Sugar Goggles at Ramona High School
By Stephanie Drago | HealthCorps Coordinator 2018 – 2019
Although the HealthCorps program has only been at Ramona High since August, we have made great strides in impacting students’ lives.
One of HealthCorps’ partners, Atkins, created a Virtual Reality game called Sugar Goggles with an emphasis on diabetes, how the body functions, utilizing friendly competition.
One of the first people I met at Ramona High was William (Bill) Briscoe who teaches Life Skills in the Special Education department at Ramona.
Bill is very supportive of the HealthCorps mission and invited us to set up the Sugar Goggles in his classroom. Some of his students have never experienced Virtual Reality, some of his students have diabetes, and all of his students like to learn. The students he works with are learning how to live healthy lives and Sugar Goggles have proven to be a great addition to his Life Skills class. Most importantly, the Sugar Goggles allow all students to play — regardless of any disabilities.
For instance, Christian, a 10th grader, uses a wheelchair and was able to participate in the Sugar Goggle competition.
Over the course of two days, 25 students from all special education and severely handicapped classrooms had the chance to experience Sugar Goggles. Healthy eating, diabetes, and wellness were related their daily journal prompts before, during and after the Sugar Goggles were brought to Bill’s class. All class discussions were aimed to further their education on healthy eating and trying something new and healthy.
Students were able to explain what they’ve learned through their journal prompts. Some answers are based on research, class discussions, and personal experience. For instance, these 10th graders answered the following questions in their journals. Both Cecilia and Carlos are diabetic and Special Ed students.
Prompt: Look up the definition of Diabetes and write it down. What causes it? How can it be prevented?
Cecilia: “Diabetes-noun: The level of glucose in the blood are controlled by a hormone called insulin, which is made by the pancreas. It is caused by your glucose. It can be prevented by eating less sugar. The person I know who has diabetes is Carlos. They have to eat food without or little saturated fat and sugars. I want to stay healthy because it will keep my muscles strong.”

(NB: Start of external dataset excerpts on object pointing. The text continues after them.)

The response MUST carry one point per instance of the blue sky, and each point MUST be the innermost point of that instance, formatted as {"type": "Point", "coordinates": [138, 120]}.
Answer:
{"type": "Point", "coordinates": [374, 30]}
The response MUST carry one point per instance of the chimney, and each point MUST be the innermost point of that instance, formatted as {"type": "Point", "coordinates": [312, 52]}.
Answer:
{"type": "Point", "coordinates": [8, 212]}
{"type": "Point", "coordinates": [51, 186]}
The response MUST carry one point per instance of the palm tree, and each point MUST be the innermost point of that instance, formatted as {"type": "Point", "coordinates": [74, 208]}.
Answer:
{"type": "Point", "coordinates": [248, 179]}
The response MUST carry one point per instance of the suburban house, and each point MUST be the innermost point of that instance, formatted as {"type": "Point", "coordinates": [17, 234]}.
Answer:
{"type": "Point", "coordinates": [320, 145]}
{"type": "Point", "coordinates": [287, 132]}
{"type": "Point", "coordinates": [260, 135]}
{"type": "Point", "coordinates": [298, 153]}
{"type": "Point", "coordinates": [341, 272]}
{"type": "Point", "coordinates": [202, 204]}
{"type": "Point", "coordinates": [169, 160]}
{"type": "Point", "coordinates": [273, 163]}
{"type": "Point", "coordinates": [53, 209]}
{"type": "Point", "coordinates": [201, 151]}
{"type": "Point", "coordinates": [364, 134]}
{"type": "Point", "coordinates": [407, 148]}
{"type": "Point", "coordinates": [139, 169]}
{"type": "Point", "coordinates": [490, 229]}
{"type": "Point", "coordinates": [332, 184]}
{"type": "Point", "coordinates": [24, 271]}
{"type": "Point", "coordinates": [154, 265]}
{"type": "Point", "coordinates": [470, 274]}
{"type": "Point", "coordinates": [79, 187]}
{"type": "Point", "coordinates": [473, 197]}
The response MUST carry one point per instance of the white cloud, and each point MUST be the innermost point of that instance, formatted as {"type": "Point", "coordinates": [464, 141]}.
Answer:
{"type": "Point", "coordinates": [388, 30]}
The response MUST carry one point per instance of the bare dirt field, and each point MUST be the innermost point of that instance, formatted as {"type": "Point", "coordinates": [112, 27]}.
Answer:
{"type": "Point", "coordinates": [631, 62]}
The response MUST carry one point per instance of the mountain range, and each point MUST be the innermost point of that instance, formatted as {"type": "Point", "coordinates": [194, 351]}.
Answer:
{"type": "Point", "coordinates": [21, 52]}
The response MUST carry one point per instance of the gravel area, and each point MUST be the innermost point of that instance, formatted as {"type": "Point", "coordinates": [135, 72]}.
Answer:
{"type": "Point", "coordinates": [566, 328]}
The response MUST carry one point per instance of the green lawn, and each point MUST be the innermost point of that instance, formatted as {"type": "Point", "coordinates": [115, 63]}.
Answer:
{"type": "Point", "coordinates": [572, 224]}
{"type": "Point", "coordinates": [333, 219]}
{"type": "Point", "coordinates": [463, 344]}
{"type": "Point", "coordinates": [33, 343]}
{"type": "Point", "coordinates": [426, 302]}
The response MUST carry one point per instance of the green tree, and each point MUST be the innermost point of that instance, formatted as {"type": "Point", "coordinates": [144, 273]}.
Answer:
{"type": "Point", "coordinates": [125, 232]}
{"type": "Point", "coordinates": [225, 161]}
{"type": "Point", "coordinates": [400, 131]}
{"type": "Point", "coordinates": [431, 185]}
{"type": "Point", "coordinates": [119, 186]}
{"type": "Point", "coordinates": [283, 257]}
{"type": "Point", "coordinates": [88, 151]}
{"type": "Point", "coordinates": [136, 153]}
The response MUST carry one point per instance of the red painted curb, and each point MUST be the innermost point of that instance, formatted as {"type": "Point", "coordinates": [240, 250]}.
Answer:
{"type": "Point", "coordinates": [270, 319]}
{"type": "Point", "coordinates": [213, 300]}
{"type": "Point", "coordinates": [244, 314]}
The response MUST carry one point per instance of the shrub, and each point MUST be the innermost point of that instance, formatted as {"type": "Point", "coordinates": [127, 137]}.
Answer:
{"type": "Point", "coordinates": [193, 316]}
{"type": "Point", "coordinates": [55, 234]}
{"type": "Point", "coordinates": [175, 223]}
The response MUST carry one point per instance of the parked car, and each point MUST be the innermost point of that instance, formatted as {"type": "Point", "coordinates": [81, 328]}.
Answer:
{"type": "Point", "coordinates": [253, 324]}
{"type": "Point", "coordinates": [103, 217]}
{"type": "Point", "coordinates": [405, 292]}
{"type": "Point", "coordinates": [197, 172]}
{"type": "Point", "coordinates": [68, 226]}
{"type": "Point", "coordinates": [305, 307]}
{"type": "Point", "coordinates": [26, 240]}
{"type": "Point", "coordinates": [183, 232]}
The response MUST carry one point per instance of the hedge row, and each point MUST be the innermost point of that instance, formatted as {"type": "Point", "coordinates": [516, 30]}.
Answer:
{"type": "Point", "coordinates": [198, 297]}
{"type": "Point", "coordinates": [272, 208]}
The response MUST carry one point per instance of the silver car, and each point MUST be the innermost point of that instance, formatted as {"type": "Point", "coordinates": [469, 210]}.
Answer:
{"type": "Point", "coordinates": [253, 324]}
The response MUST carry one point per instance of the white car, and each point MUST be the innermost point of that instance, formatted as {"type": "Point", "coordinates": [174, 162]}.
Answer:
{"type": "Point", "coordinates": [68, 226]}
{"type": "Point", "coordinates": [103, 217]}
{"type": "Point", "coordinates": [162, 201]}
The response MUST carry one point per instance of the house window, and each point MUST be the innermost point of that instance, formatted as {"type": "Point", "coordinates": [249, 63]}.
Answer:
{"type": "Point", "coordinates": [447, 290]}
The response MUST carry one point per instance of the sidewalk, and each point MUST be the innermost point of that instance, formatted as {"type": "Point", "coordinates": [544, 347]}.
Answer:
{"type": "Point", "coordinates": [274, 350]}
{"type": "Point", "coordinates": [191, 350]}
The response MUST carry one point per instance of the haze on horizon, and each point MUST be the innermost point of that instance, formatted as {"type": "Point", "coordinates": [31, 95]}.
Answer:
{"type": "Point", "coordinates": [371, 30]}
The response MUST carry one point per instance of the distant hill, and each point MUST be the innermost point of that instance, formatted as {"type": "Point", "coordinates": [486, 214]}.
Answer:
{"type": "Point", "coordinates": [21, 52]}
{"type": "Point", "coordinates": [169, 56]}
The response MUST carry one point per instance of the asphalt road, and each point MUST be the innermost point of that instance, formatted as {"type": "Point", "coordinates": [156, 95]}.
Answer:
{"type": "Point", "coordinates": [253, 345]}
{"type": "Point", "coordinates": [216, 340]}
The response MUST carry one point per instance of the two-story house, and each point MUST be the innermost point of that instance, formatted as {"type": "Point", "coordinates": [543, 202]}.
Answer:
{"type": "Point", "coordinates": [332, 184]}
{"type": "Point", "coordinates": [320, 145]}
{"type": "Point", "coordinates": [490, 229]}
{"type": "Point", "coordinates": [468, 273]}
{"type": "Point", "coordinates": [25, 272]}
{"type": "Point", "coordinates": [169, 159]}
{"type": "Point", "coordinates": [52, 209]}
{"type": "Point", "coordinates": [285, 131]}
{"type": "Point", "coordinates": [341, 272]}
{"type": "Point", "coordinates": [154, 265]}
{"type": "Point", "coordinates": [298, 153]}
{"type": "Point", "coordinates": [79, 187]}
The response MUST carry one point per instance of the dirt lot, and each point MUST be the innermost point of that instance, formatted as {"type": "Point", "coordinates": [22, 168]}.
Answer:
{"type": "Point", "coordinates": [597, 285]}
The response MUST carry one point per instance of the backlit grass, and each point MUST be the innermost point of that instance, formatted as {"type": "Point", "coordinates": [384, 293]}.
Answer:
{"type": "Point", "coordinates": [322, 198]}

Prompt: Not all foods you like are bad for you? What foods do you eat that are okay? How come you like them?
Cecilia: “I realize all foods are not bad for me. There are some foods I like that are not all bad for me. These foods are meat, yogurt, salad, and bread. I like these foods because they keep me healthy and they are good. Some foods I eat are not good for me and they are: pizza, cake, and candy. I would like to change the way I eat because I want my body to stay healthy.”

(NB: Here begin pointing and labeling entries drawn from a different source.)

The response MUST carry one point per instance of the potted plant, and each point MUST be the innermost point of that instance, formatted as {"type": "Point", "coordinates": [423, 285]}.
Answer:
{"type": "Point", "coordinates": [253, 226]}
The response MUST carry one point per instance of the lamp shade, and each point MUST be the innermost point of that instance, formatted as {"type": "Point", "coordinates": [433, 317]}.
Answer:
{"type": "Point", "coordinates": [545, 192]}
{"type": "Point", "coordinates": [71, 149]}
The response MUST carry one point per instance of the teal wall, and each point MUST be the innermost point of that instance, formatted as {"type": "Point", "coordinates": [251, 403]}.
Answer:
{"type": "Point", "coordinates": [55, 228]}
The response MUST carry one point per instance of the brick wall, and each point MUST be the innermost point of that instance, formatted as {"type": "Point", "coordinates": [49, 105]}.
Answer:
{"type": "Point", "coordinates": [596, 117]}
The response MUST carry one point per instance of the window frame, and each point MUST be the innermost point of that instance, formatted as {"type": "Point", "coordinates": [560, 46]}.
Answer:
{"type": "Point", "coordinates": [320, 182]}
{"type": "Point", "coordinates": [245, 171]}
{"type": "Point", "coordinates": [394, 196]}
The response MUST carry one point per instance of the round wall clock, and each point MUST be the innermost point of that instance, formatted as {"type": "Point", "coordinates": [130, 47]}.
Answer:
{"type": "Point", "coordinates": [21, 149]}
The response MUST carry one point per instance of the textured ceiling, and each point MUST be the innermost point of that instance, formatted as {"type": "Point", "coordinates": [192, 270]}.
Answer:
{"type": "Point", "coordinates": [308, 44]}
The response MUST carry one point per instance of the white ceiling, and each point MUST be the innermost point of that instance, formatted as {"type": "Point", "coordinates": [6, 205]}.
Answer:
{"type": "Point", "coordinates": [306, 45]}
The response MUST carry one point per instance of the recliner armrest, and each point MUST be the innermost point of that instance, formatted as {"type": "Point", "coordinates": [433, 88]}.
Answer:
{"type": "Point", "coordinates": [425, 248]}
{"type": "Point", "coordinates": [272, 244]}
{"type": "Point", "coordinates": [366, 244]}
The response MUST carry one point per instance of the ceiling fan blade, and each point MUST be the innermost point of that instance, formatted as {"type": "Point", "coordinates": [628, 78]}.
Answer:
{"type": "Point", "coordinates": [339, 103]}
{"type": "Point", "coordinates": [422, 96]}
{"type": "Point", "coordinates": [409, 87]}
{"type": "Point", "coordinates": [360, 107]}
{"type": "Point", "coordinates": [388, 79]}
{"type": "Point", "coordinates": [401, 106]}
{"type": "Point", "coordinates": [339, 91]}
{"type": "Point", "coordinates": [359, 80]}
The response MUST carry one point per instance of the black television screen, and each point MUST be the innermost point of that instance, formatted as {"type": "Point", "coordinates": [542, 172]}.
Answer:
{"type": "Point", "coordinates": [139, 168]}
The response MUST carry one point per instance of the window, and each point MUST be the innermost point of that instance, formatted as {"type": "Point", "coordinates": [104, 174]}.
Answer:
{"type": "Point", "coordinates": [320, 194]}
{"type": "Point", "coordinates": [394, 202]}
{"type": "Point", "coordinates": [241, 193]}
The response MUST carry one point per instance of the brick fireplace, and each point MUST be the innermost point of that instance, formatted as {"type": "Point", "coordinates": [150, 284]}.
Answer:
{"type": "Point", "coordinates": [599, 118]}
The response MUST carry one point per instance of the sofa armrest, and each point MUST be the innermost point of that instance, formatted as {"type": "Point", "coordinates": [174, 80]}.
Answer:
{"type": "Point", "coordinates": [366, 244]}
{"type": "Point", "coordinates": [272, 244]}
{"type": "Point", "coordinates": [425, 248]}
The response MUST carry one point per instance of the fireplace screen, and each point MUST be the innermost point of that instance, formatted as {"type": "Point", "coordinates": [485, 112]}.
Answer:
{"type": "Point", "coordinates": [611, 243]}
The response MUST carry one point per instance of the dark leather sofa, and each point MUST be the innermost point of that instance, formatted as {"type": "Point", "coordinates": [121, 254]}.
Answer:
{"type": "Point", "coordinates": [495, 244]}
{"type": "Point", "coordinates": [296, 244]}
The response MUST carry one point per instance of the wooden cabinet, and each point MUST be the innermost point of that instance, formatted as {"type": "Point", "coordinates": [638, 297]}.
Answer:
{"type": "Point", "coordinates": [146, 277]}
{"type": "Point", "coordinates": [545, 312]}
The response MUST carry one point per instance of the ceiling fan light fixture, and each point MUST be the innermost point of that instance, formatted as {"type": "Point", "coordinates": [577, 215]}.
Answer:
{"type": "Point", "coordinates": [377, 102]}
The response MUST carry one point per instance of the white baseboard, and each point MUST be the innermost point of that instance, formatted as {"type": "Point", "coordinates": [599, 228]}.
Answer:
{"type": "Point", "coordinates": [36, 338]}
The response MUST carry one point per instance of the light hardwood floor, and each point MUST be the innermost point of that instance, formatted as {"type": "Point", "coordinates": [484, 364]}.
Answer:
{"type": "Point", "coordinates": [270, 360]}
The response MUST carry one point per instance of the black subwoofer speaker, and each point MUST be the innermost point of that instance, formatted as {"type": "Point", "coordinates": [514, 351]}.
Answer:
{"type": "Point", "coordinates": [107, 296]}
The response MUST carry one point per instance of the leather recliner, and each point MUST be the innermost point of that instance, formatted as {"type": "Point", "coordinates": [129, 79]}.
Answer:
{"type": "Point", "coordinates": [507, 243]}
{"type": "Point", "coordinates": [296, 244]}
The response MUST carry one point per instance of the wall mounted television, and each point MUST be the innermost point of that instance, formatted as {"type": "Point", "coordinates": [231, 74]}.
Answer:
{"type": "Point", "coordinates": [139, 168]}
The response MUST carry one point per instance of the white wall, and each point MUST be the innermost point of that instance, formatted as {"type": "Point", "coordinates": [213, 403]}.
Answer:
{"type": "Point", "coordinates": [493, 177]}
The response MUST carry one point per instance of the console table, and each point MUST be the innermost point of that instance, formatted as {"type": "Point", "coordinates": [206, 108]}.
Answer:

Prompt: Do you get to choose you eat, or do your parents pick your meals? Do they pick some bad foods? What and why? Good foods? What good foods?
Carlos: “My parents pick and fix my meals for me. Sometimes, they choose foods not good for me. They are rice, breads, cereals, and cookies. They pick these foods because they create a food experience that is much more appealing and gives a feeling of a normal life via eating. They also choose good foods for me: broccoli, Brussels sprouts, cabbage, collards, and cauliflower.”
The Sugar Goggles exposed students to a different type of learning and gave me and Ramona High insight to how HealthCorps can be implemented into the community. The best thing about the Sugar Goggles is that all students were able to play and compete. A special thank you to Atkins for making this all possible!